Yüksek ve eski bir binadan sarkan kalın bir halata geçirdiler, belindeki kuşağı. Binaya tırmanacaktı adam. Kameraman başına geçti işinin ama kadın hâlâ hazır değildi. Boşuna tırmanmış olacaktı adam ya da düşecek, fotoğrafsız. Sonra çıkmaya başladı binaya. Halat sadece önlemdi. Kadının endişelenmesi gereksizdi bence iyi tırmanıyordu çocuk. Eski bir taş binaydı tırmandığı. Bankaydı galiba. Finans ofisleri doluydu etraf, herkes çalışıyordu. İlk kata çıktığında hâlâ fazla kalabalık değildi etraf. Orada biraz bocaladı adam. Dışarı doğru bir çıkıntısı vardı binanın, mimar estetik katmıştı kafasından. Bu nedenle düşecek olsa, mimar suçlu sayılamazdı kesin. Nereden bilsin adam binasının tepesine çıkmak isteyecek birisi ve güzeldi bence de çıkıntılar ve ölmüştür zaten mimar, çoktan…
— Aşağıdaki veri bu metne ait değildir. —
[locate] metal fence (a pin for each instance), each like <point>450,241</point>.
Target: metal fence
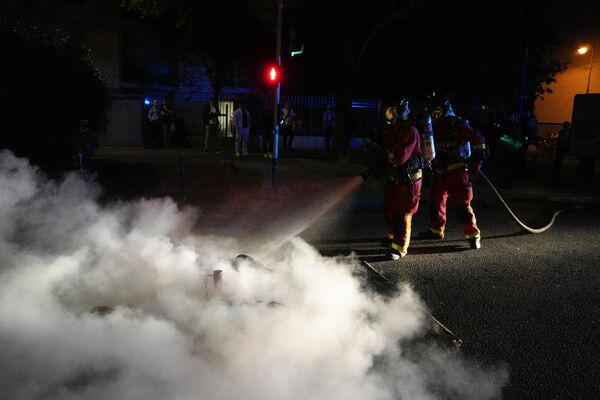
<point>309,110</point>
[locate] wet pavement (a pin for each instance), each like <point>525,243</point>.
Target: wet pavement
<point>529,302</point>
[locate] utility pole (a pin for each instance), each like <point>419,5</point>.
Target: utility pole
<point>277,97</point>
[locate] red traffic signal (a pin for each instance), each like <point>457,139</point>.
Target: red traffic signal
<point>273,74</point>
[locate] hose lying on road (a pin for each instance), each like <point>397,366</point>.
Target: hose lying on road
<point>532,230</point>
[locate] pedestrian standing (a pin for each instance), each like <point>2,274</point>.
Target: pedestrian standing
<point>155,124</point>
<point>241,122</point>
<point>288,120</point>
<point>563,143</point>
<point>167,115</point>
<point>328,125</point>
<point>267,131</point>
<point>211,127</point>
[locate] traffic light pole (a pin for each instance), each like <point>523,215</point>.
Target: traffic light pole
<point>277,97</point>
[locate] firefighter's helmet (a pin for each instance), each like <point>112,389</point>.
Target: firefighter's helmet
<point>404,110</point>
<point>447,109</point>
<point>391,114</point>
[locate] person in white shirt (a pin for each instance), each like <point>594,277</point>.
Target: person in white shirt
<point>155,124</point>
<point>241,122</point>
<point>211,128</point>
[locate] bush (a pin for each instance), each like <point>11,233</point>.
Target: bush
<point>50,92</point>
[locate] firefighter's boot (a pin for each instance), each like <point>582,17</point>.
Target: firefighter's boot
<point>475,243</point>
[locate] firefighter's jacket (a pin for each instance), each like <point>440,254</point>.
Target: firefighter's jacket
<point>457,146</point>
<point>403,149</point>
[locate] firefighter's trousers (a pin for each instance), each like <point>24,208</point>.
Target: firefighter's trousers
<point>454,188</point>
<point>400,203</point>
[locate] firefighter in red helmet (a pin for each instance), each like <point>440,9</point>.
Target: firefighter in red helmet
<point>403,177</point>
<point>455,140</point>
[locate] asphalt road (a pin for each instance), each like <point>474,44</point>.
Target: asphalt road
<point>528,302</point>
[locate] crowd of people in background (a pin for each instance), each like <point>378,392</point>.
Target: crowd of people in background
<point>510,137</point>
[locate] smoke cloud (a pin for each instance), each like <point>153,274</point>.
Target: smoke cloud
<point>120,302</point>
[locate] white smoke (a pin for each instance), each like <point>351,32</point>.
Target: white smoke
<point>297,327</point>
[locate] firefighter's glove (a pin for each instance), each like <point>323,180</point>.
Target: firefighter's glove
<point>475,166</point>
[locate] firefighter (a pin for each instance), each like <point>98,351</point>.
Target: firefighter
<point>403,177</point>
<point>455,139</point>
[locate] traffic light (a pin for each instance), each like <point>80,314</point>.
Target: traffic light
<point>273,74</point>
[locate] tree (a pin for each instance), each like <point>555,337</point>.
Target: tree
<point>342,32</point>
<point>50,91</point>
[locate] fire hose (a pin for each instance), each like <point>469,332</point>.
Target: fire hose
<point>527,228</point>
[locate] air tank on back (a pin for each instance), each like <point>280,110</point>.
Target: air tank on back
<point>427,143</point>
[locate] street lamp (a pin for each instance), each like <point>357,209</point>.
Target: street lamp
<point>583,50</point>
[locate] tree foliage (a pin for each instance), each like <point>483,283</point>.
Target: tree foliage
<point>49,90</point>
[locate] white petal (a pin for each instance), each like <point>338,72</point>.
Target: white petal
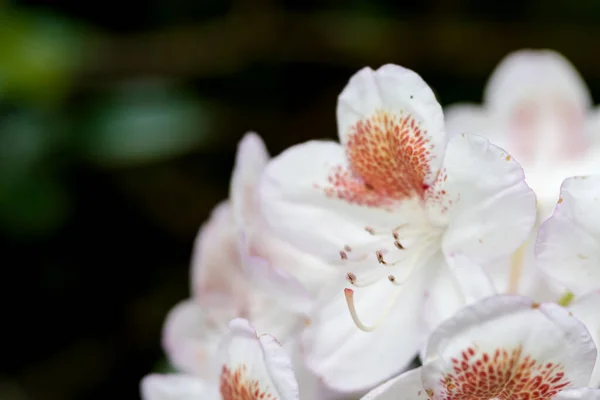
<point>191,337</point>
<point>216,264</point>
<point>177,387</point>
<point>493,209</point>
<point>256,364</point>
<point>469,118</point>
<point>298,209</point>
<point>251,159</point>
<point>585,308</point>
<point>282,270</point>
<point>460,283</point>
<point>518,274</point>
<point>444,299</point>
<point>541,73</point>
<point>593,125</point>
<point>404,387</point>
<point>567,244</point>
<point>539,101</point>
<point>473,281</point>
<point>397,93</point>
<point>333,344</point>
<point>578,394</point>
<point>502,336</point>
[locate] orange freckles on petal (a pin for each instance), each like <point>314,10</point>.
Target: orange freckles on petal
<point>389,157</point>
<point>502,374</point>
<point>234,385</point>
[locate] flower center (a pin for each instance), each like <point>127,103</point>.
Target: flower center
<point>502,374</point>
<point>396,262</point>
<point>389,160</point>
<point>235,385</point>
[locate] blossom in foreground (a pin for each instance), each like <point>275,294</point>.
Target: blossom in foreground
<point>538,108</point>
<point>505,348</point>
<point>239,270</point>
<point>568,248</point>
<point>389,205</point>
<point>250,367</point>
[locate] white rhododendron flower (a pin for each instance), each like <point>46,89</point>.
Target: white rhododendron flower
<point>502,347</point>
<point>238,270</point>
<point>250,367</point>
<point>389,205</point>
<point>537,107</point>
<point>568,248</point>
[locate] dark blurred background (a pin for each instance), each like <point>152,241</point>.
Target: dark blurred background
<point>118,127</point>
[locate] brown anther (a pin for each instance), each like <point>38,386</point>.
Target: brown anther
<point>351,277</point>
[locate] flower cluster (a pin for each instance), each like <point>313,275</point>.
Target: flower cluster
<point>417,258</point>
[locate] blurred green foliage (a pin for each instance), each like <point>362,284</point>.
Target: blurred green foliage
<point>38,54</point>
<point>129,124</point>
<point>143,122</point>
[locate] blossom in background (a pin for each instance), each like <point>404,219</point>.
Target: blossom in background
<point>240,270</point>
<point>389,206</point>
<point>537,107</point>
<point>568,248</point>
<point>502,347</point>
<point>250,367</point>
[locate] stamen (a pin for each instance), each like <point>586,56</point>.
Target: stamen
<point>363,280</point>
<point>349,294</point>
<point>351,277</point>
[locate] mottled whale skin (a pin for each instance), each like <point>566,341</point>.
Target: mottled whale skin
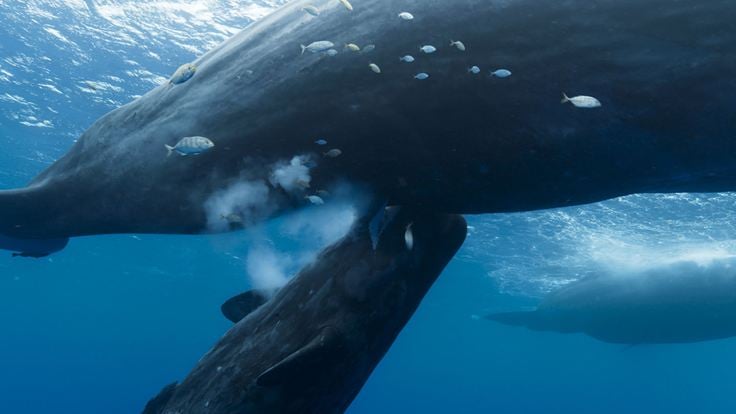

Öğle tatili zamanı geldi galiba. Ellerinde üçgen tostları ve suşileriyle beyaz yakalı çalışanlar çıktı dışarı. Beyaz yakalıların favori yiyeceğiydi bir ara suşi. En az haftada bir yemezsen işten atılıyor olabilirlerdi. Öyle görüyordum çünkü. Hele Londra’da, bu haftada iki-üç olmalıydı. Belki bundan çıkıyordur, finans dünyası ve borsa krizleri filan. Hiç kimse bu tarafını araştırmıyordu. Ben de bıraktım, ellerindeki suşileri seyretmeyi. Yazık adam koskoca binaya tırmanıyor, sen haşlanmış pirinç seyrediyorsun ve içine uzanmış bir balık. Karşıdaki merdivene oturup, yemeklerini yemeye başladı herkes. İnsanların binaya çıkılması için yapılan merdivenlere oturmaları, genç adımınsa binanın yukarıya duvardan tırmanması bir çelişkiydi bence. Merdivende kadınlar külotları görünmesin diye bacaklarını bitiştirip, sağa ya da sola yatırıyorlardı. Çoğu en azından ve çubukla da yiyenler vardı suşiyi. Zor iş beyaz yakalı olmak.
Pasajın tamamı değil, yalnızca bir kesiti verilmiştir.